ВТОРАЯ ПОРЦИЯ (части книги 3–4).
(16) Страх ошибки, чужой боли, греха или того, что названо таковым, ведет в Закат столь же верно, сколь и равнодушие.
(17) Конечно, хорошо, когда не надо лезть ни в реку, ни на бастион, прыгать по внезапно опустевшим горам с гвоздем в сапоге, таскать зарезанных подонков… А в самом ли деле хорошо?
(18 ) Дом – дело такое… Кажется, всегда есть и всегда будет, а потом раз – и пусто, ехать или некуда, или не к кому.
(19) Большой с нас спрос, только не все это понимают. Думают, раз закона нет, а сила есть, можно злодействовать, мол, смута все спишет. И свои души губят, и других с пути сбивают, так что останавливать их нужно, хоть кнутом, хоть картечью.
(20) Убивать мерзавцев следует, по возможности сохраняя собственную жизнь.

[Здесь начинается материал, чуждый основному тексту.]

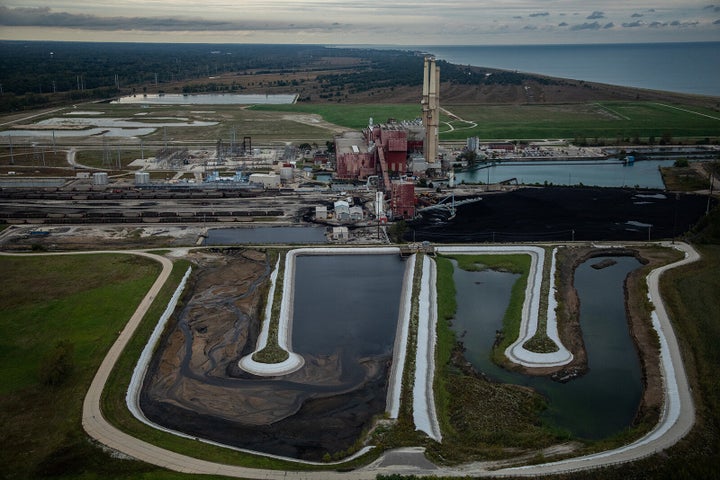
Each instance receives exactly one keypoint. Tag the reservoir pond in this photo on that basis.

(21) По большому счету, грехи отпускает Создатель, вернее, отблеск его, что именуется совестью и пребывает с некоторыми из нас от рождения до смерти. Те, чья совесть не слепа и не чрезмерна, помнят свои вины ровно столько, сколько нужно. Они не простят себя прежде времени, кто бы ни отпустил им грехи, и не осудят зря, кто бы их ни обвинял. Эти люди готовы в любой миг предстать пред Создателем и не нуждаются в слугах Его, но у большинства совести либо слишком много, либо нет вовсе. Отсюда и нужда в законе и в страхе хотя бы пред высшим судом, это не откроет бессовестным двери в Рассвет, но послужит уздой, пока они еще средь живых.
(22) Мне не кажется верным отождествлять благородство с глупостью. Это разные понятия.
(23) Страдать, оказавшись, наконец, под крышей и в тепле, вообще сложно, особенно за не обманувшим ожиданий столом.
(24) Злые сказки когда-то были жизнью, а значит, могли кончиться иначе. Если бы те, от кого всё зависело, оказались где должно, но они не оказывались. Очень может быть, потому, что боялись чужих слез или шли, плыли, бежали не туда…
(25) Почему, если поэт великий, но пишет глупость или гадость, ему надо отдавать должное?
(26) Когда умирают, если не очень болит и уже не надо ничего делать, вспоминают, кого любят больше всех.